Bisnis.com, JAKARTA - Kalangan pedagang pasar, koperasi, warung kelontong hingga ritel modern kompak menolak aturan penjualan rokok terbaru dalam Peraturan Pemerintah (PP) No.28/2024.
Adapun, sejumlah asosiasi dan perhimpunan yang menentang beleid tersebut antara lain, Asosiasi Koperasi Ritel Indonesia (Akrindo), Asosiasi Pengusaha Ritel Indonesia (Aprindo), Himpunan Peritel dan Penyewa Pusat Perbelanjaan Indonesia (Hippindo), Asosiasi Pedagang Pasar Seluruh Indonesia (APPSI), Komite Ekonomi Rakyat Indonesia (Keris), Asosiasi Pasar Rakyat Seluruh Indonesia (Aparsi), Gabungan Produsen Rokok Putih Indonesia (Gaprindo), dan Pengusaha Kelontong Seluruh Indonesia (Perpeksi).
Para pelaku usaha mempermasalahkan adanya larangan penjualan rokok eceran atau batangan dan zonasi larangan penjualan rokok 200 meter dari satuan pendidikan.
Ketua Umum Akrindo, Anang Zunaedi, menekankan bahwa aturan penjualan rokok dalam PP No.28/2024 dipastikan bakal merugikan toko-toko ritel. Dia menyebut terdapat 900 lebih anggota Akrindo dengan 1.050 toko-toko lokal yang sebagian besar mengandalkan pendapatan dari penjualan rokok.
"Bahkan, anggota koperasi yang kebanyakan UMKM itu mengandalkan rokok ini karena omzetnya mencapai 50%," kata Anang, Selasa (13/8/2024).
Dia pun menganggap aturan zona larangan penjualan rokok 200 meter dari satuan pendidikan bakal menimbulkan konflik sosial di samping adanya konflik ekonomi.

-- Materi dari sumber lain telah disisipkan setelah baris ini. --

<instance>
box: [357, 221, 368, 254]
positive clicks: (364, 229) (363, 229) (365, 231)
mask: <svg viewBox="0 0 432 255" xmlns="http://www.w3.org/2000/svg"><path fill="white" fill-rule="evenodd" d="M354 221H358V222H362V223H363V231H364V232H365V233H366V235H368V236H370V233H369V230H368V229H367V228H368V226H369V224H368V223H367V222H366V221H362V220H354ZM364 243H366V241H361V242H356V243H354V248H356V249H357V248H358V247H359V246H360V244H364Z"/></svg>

Musababnya, Anang mengakui tidak sedikit anggota koperasi yang tokonya bahkan berada dalam lingkungan pondok pesantren dan satuan pendidikan lainnya.
Baca Juga
Setali tiga uang, Ketua Umum Keris, Ali Mahsun menyebut PP No.28/2024 tidak adil dan diskriminatif karena berisiko mematikan puluhan juta pelaku ekonomi rakyat.
Bahkan, aturan larangan penjualan rokok secara eceran dan zona larangan penjualan rokok 200 meter itu dianggap Ali bakal memicu adanya modus pungli di kalangan aparat negara.
"Sejak Desember 2022 kami tegas ke Jokowi agar tidak melarang penjualan rokok eceran," ucapnya.
Perwakilan APPSI, Herninta Defayanti, menyebut pasal 434 PP No.28/2024 menjadi pukulan keras bagi pedagang di pasar. Musababnya, penjualan rokok di kalangan pedagang pasar rata-rata menyumbang hingga 30% dari total pendapatan.
"Rokok salah satu komoditas fast moving cepat menjadi penopang omzet mereka," kata Herninta.
Dia pun mendesak agar aturan penjualan rokok dalam PP No.28/2024 ditinjau ulang untuk menjamin keberlangsungan usaha para pedagang pasar.
Sebelumnya, Presiden Joko Widodo (Jokowi) telah menerbitkan aturan pelaksana dari UU No.17/2023 tentang Kesehatan melalui PP No.28/2024. Dalam pasal 434 ayat 1 beleid itu disebutkan adanya larangan individu menjual produk tembakau dan rokok elektronik secara eceran atau per batang, kecuali bagi produk tembakau berupa cerutu dan rokok elektronik.
Tak hanya itu, dalam beleid tersebut juga membatasi penjualan rokok yang dilarang dengan dalam radius 200 meter dari satuan pendidikan dan tempat bermain anak.